Aleksander Łukaszenko i Władimir Putin przewodniczyli w tym dniu na Kremlu posiedzeniu Najwyższej Rady Państwowej, organu kierowniczego Związku Białorusi i Rosji (ZbiR). Poprzedziło je spotkanie prezydentów "w cztery oczy", które trwało ponad trzy godziny.
"W wyniku ciężkich i długich negocjacji znaleźliśmy, jak się wydaję, tę nitkę, za którą możemy się uczepić" - powiedział białoruski prezydent. "Myślę, że w najbliższym czasie zdołamy rozwiązać wiele problemów, które były dla nas trudne - nie bolesne, ale trudne" - dodał Łukaszenka. Prezydent Białorusi nie sprecyzował, jakie konkretnie problemy miał na myśli.
Putin milczy
Putin nie odniósł się do wypowiedzi swojego partnera.
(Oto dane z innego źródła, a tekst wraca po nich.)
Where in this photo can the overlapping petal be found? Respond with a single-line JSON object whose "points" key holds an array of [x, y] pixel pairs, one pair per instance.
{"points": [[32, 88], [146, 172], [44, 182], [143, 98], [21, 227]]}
Wyraził jedynie nadzieję, że obrady Najwyższej Rady Państwowej, w której skład wchodzą prezydenci, premierzy i szefowie parlamentów obu państw, będą owocne.
Oficjalnie głównymi tematami rozmów na Kremlu miały być problemy współpracy Białorusi i Rosji w sferze polityki zagranicznej, obronności i ochrony granic.
Najwyższa Rada Państwowa miała też przyjąć budżet ZBiR na 2007 rok, w którym na wspólne projekty przeznaczono 3,78 mld rubli (143,6 mln dolarów). Udział Białorusi we wspólnych wydatkach wynosi 35 proc., a Rosji - 65 proc.
Nieoficjalnie wiadomo jednak, że Łukaszenko i Putin rozmawiali przede wszystkim o dostawach rosyjskiej ropy naftowej i gazu ziemnego na Białoruś.